This story was originally published in The West Australian on 27 October 2017 with the headline "Hot air slows Gorgon trains." © Peter Milne.
Too much hot air around the LNG trains on Barrow Island has caused Chevron to flag a production cut at Gorgon as the US giant tackles problems onshore and offshore 19 months after the $US54 billion project’s maiden cargo.
WestBusiness understands Chevron told project participants last month expected production for the lifting year from April 2018 was 14.6 million tonnes, one million tonnes, or 13 per cent, less than nameplate capacity.
The difference is worth almost $500 million at the $9.10 a gigajoule price the Office of the Chief Economist forecast Australian LNG will average in 2018-2019.
In contrast, PNG LNG, operated by Gorgon participant ExxonMobil, started production in 2014 and operated at 14 per cent above nameplate capacity in 2016.
All LNG trains are more productive at lower temperatures, and Gorgon’s trains have air-cooled heat exchangers mounted on top for cooling.
Industry sources say the air is not circulating as predicted, causing some of the hot exhaust to be sucked into the heat exchangers of other trains, reducing their cooling effect.
The problem stems from the plant layout so is difficult to fix.
Baffles have been retrofitted on to some trains to improve the air flow.
It’s understood the Gorgon annual delivery program, a requirement in LNG contracts, is 13.3 million tonnes for the 12 months from April 2018.
It is less than the expected production to ensure commitments can be met.
Chevron upstream executive vice-president Jay Johnson told Wall Street three months ago all three trains had achieved or exceeded nameplate capacity and were operating smoothly.
A joint-venture partner was uncomfortable with LNG output achieved during the more productive cooler part of the year being equated to nameplate capacity — an annual average.
Industry sources have pointed to other problems not yet factored into production expectations.
Flow meters, of a type known as a V-cone, are cracking and fragments could damage equipment downstream of the meters.

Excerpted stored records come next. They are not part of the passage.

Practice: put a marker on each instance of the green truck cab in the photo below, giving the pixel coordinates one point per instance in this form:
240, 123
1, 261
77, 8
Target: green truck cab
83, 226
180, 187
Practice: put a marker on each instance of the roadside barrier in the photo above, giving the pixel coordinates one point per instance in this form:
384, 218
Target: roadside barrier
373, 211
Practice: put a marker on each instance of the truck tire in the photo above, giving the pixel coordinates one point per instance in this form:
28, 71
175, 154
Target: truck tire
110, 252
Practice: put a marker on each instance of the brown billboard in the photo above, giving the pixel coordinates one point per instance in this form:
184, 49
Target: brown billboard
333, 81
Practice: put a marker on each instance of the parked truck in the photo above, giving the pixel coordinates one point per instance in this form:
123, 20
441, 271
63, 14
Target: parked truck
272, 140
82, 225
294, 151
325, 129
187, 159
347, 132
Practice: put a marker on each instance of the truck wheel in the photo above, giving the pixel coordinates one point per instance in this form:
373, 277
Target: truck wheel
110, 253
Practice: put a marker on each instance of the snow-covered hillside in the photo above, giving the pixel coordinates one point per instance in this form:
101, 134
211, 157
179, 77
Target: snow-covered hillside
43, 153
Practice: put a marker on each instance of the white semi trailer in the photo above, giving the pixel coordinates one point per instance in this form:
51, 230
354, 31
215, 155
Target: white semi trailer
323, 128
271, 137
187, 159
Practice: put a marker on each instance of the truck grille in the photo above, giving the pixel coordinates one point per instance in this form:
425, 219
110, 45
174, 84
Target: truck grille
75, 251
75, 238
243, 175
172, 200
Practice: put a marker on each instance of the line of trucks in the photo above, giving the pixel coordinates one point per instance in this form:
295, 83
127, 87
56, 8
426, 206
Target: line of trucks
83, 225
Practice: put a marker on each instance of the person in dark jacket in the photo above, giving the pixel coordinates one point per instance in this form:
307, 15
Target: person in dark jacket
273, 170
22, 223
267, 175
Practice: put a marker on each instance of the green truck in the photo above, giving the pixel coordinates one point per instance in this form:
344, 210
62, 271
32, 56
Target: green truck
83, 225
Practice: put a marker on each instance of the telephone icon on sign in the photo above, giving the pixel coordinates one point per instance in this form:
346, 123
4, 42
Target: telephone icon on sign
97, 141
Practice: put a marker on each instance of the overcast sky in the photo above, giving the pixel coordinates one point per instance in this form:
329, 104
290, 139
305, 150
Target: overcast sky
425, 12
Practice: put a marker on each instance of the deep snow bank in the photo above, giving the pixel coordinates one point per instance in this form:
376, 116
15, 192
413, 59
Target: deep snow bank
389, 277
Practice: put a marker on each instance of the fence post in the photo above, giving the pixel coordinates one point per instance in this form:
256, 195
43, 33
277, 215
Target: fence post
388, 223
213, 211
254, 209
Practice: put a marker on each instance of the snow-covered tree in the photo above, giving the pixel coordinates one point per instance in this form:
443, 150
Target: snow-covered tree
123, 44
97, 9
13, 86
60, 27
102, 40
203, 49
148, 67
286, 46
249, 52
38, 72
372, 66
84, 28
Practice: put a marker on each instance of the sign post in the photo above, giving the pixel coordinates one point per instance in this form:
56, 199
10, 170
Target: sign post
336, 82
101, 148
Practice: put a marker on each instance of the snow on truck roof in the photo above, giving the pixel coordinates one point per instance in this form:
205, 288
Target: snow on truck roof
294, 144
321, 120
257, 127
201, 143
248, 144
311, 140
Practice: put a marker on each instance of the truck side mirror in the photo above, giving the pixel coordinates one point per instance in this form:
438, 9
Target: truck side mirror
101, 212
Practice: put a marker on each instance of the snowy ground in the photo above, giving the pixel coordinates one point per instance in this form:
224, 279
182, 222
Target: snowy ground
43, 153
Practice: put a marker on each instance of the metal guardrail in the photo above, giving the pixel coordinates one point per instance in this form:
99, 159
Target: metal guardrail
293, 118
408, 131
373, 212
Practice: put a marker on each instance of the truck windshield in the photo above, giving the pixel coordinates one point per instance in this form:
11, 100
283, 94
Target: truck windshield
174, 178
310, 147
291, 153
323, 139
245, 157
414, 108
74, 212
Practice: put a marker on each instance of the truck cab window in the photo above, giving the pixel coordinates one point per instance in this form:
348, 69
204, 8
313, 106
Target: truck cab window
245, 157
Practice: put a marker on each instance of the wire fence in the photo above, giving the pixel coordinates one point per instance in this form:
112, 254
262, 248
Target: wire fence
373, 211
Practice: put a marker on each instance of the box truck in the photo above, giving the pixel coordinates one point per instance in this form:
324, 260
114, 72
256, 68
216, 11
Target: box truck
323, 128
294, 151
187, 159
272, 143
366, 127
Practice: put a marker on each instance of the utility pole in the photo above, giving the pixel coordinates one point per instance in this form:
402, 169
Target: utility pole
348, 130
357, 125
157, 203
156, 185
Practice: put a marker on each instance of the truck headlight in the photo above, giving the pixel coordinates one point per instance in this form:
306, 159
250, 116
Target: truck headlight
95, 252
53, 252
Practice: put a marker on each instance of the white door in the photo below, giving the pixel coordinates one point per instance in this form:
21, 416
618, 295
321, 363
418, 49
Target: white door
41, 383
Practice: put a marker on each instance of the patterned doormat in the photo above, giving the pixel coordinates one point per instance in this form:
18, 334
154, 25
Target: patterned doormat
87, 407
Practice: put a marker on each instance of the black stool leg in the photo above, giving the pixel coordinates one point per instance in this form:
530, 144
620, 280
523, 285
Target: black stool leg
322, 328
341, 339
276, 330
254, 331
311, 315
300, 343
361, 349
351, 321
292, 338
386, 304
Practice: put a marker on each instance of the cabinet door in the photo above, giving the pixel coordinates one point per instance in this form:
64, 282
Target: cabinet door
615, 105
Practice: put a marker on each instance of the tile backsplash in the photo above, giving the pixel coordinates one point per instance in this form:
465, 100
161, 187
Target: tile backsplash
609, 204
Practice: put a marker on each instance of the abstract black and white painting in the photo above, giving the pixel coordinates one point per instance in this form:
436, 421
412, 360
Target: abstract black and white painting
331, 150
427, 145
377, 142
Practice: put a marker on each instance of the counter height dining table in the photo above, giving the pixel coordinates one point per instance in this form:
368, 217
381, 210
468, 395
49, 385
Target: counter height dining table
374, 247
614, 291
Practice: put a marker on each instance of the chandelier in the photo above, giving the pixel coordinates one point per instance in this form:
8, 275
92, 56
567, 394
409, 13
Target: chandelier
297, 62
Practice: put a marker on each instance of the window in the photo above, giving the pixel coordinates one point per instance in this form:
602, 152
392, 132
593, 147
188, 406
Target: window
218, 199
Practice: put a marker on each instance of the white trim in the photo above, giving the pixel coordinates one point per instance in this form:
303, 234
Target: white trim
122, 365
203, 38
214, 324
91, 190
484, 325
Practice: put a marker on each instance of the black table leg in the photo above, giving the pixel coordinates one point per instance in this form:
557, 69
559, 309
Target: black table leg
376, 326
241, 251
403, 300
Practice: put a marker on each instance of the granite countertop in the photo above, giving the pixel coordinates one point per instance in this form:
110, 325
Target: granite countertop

Fixing the problem may require further shutdowns.
Offshore, the gas from the Gorgon field has unexpected wax that may require the injection of chemicals.
Until the injection equipment is installed, the Jansz-Io field is supplying more than the planned 50 per cent of gas, which may bring forward the need for expensive planned extra wells and compression.
A spokeswoman said Chevron did not discuss day-to-day operations. Its next quarterly update is due late tonight.